Switch off Medicines Optimisation Software

This is embedded by the local ICB for the purposes of system financial savings and/or rationing (rather than the clinical benefit of your patients).

Defer signing declarations of completion for “simpler online requests”

- Defer signing off “Simpler online requests” until Spring 2025: do not agree to keep your online triage tools on throughout core practice opening hours, even when you have reached your maximum safe capacity. 

Defer making any decisions to accept local or national NHSE Pilot programmes

Defer making any decisions to accept local or national NHSE Pilot programmes whilst we explore opportunities with the new Government.

 

Update: Better digital telephony

Note on ”Better digital telephony”: the contract variation notices ICBs will have sent in August mean you are contractually required to have enabled date extraction by 1 October 2024. Read the GPCE update on this here.

Will any of these actions potentially result in a breach notice to my practice?

GPCE is not currently calling on GP contractors / partners to take any action that will place GP contractors in breach of their contract.
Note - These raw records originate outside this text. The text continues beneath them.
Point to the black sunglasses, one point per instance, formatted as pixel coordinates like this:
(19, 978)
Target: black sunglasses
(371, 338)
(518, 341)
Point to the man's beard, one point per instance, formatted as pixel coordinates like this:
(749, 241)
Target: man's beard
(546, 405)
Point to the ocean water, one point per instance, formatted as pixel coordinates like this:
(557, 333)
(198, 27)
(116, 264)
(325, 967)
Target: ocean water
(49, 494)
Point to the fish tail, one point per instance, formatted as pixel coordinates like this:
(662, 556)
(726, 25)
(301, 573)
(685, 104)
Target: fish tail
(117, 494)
Therefore, GPCE does not expect participating practices to be issued with breach notices.

This is instead an opportunity for a collective professional reset, to draw a line in the sand and say 'no more'. It's not a strike, it's not a crash diet - this is more a lifestyle modification. It's going to continue this way; it's not just for the summer. It is until the new Government comes to the table and agrees a new contract that is safe for patients and GP practice staff.

 

What could phase two look like?

We hope we never get there, and the new Government listens to our reasonable proposals, but further steps  could involve escalation to contract breach actions, e.g. action short of strike or  strike action. This may include Salaried GP members, GP Registrar members or other practice clinical staff. GPs who exclusively locum are unlikely to be directed to refuse to take on new work, which would leave them without any income.